The Bohra cap dervies its name from its exclusive use by the men of Dawoodi Bohra community. The Dawoodi Bohras are a sect within the Ismaili branch of Shia Muslims. In India, Bohras mainly reside in live in Gujarat, Rajasthan, West Bengal, Andhra Pradesh and Tamil Nadu. They pride themselves on being a distinctive, prosperous people. Their tightly knit community, high level of education and business success make them an influential force. The word Bohra comes from the Gujarati word vehru (“trade”), in reference to their traditional profession. The main language of the community is “Lisan ud-Dawat”, a dialect of Gujarati, with inclusions from other languages.

IndianBijou_Bohra_Cap
Bohra Cap

When in communal attire, a Bohra male has a form of Tunic called Kurta, equally lengthy overcoat dress called Saya, both of which are mostly white, along with a white cap with golden zari work. The cap is a mark of identity, in rich gold and white, and crowns the head of a Bohra man, whether he is dressed up for prayer, or participating in festivities, or just going to work. Earlier worn only during Namaaz and festivals, now its usage has spread to everyday wear. Just like new clothes, new caps are also made for special occasions.
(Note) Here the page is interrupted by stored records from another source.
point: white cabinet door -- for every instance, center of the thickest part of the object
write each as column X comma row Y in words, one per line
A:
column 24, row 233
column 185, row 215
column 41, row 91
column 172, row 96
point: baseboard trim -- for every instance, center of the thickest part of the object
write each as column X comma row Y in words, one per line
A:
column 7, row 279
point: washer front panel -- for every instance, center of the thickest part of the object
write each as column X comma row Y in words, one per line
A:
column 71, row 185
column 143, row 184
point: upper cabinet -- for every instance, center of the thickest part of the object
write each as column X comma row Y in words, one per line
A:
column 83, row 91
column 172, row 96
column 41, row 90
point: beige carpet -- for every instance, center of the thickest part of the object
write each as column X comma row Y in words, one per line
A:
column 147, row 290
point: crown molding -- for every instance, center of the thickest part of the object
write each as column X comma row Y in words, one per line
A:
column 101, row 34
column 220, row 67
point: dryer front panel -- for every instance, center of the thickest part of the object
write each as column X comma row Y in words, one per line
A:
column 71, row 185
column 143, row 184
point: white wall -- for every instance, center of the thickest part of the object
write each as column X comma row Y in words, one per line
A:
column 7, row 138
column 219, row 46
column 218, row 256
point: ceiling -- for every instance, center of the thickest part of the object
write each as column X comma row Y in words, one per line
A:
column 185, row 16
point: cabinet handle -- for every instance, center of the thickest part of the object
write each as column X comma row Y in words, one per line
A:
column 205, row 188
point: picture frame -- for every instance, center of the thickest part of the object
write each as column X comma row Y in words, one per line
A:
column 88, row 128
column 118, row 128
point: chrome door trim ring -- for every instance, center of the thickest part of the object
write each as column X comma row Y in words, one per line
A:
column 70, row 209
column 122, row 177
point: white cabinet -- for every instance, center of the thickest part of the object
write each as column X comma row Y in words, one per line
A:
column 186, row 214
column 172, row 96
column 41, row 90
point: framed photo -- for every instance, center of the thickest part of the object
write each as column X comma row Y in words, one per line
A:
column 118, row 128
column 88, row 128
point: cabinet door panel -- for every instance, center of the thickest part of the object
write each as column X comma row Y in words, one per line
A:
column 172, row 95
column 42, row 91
Indian_Bijou_Bohra_Caps_Ceremony
Bohra Men Wearing Different Caps

The caps are completely handmade by Bohra women of all ages and are knit using the crochet method. Crochet is the technique of fabric construction by puling loops of yarns though other loops, using a special hook. Using a plastic or aluminium vessel as a base, the crochet is begun at the center and proceeds in a spiral form from the core to the outer edge. Although the basic stitch remains the same, both geometric and floral patterns
are created to distinguish the designs.

Indian_Bijou_Woman_Bohra_Cap

Unlike regular crochet, which is made with wool or acrylic yarns, the crochet on these caps is very fine and close knit. The women use string cotton or nylon, with golden yarn that is known as kasab. Caps made for festive occasions may have a lot of kasab work, sometimes with very little white visible. No other colour is used on the caps, except an occasional touch of black or green on the borders. Caps range from a circumference of 19” to 23”, depending on the age of the wearer.